Around 7, Jonathan and Candy burst through their unlocked doors. Stunned by the sight of the sleeping couple, their mother wrapped tightly in the Captain's bare arms, they tiptoed sneakily to the head of the bed. Suddenly awake, the Captain feigned sleep. What else could he do? He couldn't sit up and face them, broad-chested and naked, sputtering defensively over their mother's sleeping body at the two children he suddenly realized he loved almost as much as their mother. Fortunately, Carolyn seemed oblivious to their presence. The Captain smiled to himself, face nuzzled deeply in her hair. At least he'd done right by her earlier this morning, more than making up for the months he'd wasted in a morass of needless morality and guilt. He sensed, more than heard, Jonathan peer adoringly at his mother's face.

"I told you he'd marry her for Valentine's Day," he heard the lad whisper matter-of-factly to Candy. "Claymore must have come over after we went to bed.
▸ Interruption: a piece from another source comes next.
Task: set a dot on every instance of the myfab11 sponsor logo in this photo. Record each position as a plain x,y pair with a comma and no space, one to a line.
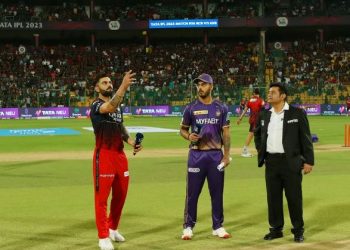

It's a Valentine surprise for us. Captain Gregg's gonna be our dad."

He felt Carolyn suddenly stiffen, and realized she was trying to suppress a giggle. Fortunately, Candy regained her composure. "I guess we'll have to make two breakfastes instead of just one, for mom."

"Captain Gregg doesn't like pancakes," Jonathan whispered. "Let's get out of here and ask Martha what he likes…I think they're naked. Gross."

They left silently, pulling the door quietly shut behind them just in time, as Carolyn rolled to face the Captain, burying her face in his hairy chest, shaking with convulsive laughter. "We ought to be upset about this, my dear," he whispered. "Caught inflagrante delicto."

"But not outside the bonds of holy matrimony," Carolyn smiled. "Please tell me you meant everything you said last night, I mean this morning, because I think Jonathan just married us."

"I think I've got an emerald ring around here somewhere, something good enough to convince Martha and big enough to set all the Schooner Bay biddies gossiping."

"Really," she replied, her hand moving invitingly down his side. "Good morning, Valentine."